Scarification is a process by which very hard or impermeable seed coats are softened or cracked to allow for water penetration and actual germination of the seed embryo. This process may occur naturally over time in weathering the elements, but it may be done artificially with hot water, acid, sandpaper or a file. The hard seed coat is a physical barrier to germination, whereas the dormancy requirement is a physiological barrier.

Information as to specific seed treatment requirements is available from various references such as Seeds of Woody Plants in North America by James and Cheryl Young or Plant Propagation: Principles and Practices by Hartmann, Kester, Davies and Geneve. As a general rule of thumb, you might just take a cue from nature and plant the seeds in an outdoor bed or in containers outdoors. If a stratification period is required, let nature take its course and the seed will germinate in spring. Otherwise, germination will occur within a few weeks of planting.

Scarification can be performed on obviously hard seeds to improve upon uniformity of germination. Placing seeds into a bowl of very hot water and letting it sit and cool for a couple of hours prior to planting the seed will usually soften the seed coat. Otherwise, try using an abrasive material, such as a file or sandpaper, to scratch the surface, allowing for water penetration prior to planting.

Asexual [Vegetative] Propagation

At this time of the year, the best means of asexual propagation would involve the use of hardwood cuttings. This process is very simple in that there is no need for specialized greenhouse or misting equipment. Stem cuttings 6 to 8 inches in length can be removed from the tree or shrub and lined out in rows in a garden or field. The cuttings need to be oriented with the terminal portion of the stem up and the other end in a loose, moist medium, such as a sandy loam or mixture with compost often works well.

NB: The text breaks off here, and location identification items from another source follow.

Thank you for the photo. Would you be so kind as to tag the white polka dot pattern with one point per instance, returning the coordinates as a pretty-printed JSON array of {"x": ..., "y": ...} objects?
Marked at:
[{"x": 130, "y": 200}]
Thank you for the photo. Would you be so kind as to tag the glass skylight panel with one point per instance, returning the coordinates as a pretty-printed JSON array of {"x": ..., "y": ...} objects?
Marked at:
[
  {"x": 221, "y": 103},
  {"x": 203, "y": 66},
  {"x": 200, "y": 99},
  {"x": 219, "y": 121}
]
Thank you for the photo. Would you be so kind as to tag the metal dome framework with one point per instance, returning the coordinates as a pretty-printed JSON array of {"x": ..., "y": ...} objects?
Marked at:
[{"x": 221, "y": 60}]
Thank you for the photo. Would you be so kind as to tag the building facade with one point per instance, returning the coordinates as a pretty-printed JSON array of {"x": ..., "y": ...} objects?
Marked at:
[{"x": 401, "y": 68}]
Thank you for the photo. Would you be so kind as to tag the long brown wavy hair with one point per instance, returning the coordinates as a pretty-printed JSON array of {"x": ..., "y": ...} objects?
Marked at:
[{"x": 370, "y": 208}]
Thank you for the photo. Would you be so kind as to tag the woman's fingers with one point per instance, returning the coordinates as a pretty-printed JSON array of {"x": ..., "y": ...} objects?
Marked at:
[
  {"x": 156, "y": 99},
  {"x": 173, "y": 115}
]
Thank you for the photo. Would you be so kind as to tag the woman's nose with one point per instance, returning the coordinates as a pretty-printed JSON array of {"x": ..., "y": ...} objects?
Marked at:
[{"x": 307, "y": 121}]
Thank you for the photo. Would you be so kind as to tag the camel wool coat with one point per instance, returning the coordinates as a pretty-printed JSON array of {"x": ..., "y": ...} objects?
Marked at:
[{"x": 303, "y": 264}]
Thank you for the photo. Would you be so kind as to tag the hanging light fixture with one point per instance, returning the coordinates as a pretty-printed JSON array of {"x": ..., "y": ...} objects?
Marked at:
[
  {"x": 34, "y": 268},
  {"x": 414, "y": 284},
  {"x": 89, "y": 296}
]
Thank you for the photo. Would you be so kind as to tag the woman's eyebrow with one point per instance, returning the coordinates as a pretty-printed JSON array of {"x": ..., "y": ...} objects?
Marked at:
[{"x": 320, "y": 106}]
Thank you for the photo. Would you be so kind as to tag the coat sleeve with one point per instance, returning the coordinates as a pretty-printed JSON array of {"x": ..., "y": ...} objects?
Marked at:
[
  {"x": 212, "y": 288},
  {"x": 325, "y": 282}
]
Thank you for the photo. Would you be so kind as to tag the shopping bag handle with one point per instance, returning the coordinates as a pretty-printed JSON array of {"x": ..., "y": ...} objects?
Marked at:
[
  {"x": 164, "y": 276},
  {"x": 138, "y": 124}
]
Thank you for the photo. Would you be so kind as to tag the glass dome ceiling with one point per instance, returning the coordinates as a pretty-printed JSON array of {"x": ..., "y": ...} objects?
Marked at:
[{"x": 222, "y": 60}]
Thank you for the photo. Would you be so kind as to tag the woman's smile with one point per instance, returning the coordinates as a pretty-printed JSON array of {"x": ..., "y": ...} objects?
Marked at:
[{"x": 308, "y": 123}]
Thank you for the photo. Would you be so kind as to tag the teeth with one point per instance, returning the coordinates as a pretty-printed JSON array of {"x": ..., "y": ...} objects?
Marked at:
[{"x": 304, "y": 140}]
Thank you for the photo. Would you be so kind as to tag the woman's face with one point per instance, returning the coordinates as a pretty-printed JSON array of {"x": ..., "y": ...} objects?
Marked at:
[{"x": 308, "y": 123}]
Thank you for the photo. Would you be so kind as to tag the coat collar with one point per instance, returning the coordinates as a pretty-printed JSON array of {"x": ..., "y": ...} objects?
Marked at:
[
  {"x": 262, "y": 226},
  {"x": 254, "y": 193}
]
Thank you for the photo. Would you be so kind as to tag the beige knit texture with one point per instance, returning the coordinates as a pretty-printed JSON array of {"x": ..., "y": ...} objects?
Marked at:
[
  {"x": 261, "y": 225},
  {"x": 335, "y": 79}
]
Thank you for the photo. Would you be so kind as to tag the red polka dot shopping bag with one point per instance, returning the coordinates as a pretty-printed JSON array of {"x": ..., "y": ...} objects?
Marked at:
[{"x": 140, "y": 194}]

A rooting hormone such as Rootone or Hormodin may be helpful with this technique. Also, try not to let the area dry out or remain saturated. A well-drained, aerated and semi-moist medium is appropriate. Some plants that root successfully by hardwood cuttings include sycamore (Platanus spp.), crape myrtle (Lagerstroemia indica), poplar (Populus spp.), corkscrew willow (Salix matsudana 'Tortuosa'), butterfly bush (Buddleia davidii), forsythia (Forsythia spp.), althea (Hibiscus syriacus), St. John's wort (Hypericum patulum), bridal wreath (Spiraea x vanhouttei), weigela (Weigela spp.), privet (Ligustrum spp.) and clematis (Clematis spp.). You may try others if you have the time and space in the garden.

Peter Gallagher is a horticulture professor at Louisiana Tech University.